Recent discussion with a few hotel operators indicated that transient (overnight) business travel is holding up well, but, group (meeting) business is starting to show some economic effects. Business meetings planned early in the year, are being pushed back, if not canceled. Continued pressures will develop on the upcoming fall and winter meeting calendars. To counteract these trends hotel operators are advised to focus on transient travelers while attempting to fill in lost group blocks with social events and local groups. Universities, hospitals and federal and state government agencies are potential targets.

Operating Pressures

Occupancies have peaked and a number of major markets are currently reporting moderate occupancy declines. Revenues have continued to increase as a result of rate increases and revenue management. Going forward, in a moderately inflationary environment, we expect rate growth to continue, at least at a rate consistent with inflating operating costs. Individual Hotel profits for most operators are expected to be stable - in all but declining markets. Hotel Operators have learned over time that rate decreases do not bring added demand - cutting rates in soft economic times is a 'flawed' strategy.

Beneficial Effects

This outlook is not meant to be all doom and gloom. Periodic Recessions are part of a natural business cycle. There are a number of beneficial factors to be considered.
The recession is expected to be short-lived. An economic recovery is likely to follow the new administration into office, no matter what party wins the White House - recall early years of the current administration.
The recession will likely put a damper on inflationary pressures which could have spiraled out-of -control.

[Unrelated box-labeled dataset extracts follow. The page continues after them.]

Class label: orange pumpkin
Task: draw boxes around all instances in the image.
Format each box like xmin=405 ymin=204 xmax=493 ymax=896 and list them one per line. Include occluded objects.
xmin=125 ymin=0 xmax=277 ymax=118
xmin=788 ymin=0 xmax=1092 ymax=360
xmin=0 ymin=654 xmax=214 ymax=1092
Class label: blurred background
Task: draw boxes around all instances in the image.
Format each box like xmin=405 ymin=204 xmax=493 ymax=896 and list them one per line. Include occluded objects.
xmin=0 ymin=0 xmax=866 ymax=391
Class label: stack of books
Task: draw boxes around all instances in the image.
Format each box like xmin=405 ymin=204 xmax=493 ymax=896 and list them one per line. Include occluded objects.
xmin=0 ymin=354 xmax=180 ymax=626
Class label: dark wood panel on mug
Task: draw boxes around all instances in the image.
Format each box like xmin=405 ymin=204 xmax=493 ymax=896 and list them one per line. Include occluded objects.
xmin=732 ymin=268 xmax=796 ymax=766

Building material, food costs and commodity prices are expected to stabilize.
Provided the recession is short-lived, effects occasioned by plant closings and increased unemployment should be minimal.
In coming out of the recession, if in fact we have learned from current conditions, we may see the development of whole new industries focused on 'green' environments, the development of increased energy supplies and the production of energy efficient cars. If we haven't learned, we can look forward to the repeat of the next economic cycle.

By Robert Crawford, president of Hospitality Resolutions Inc.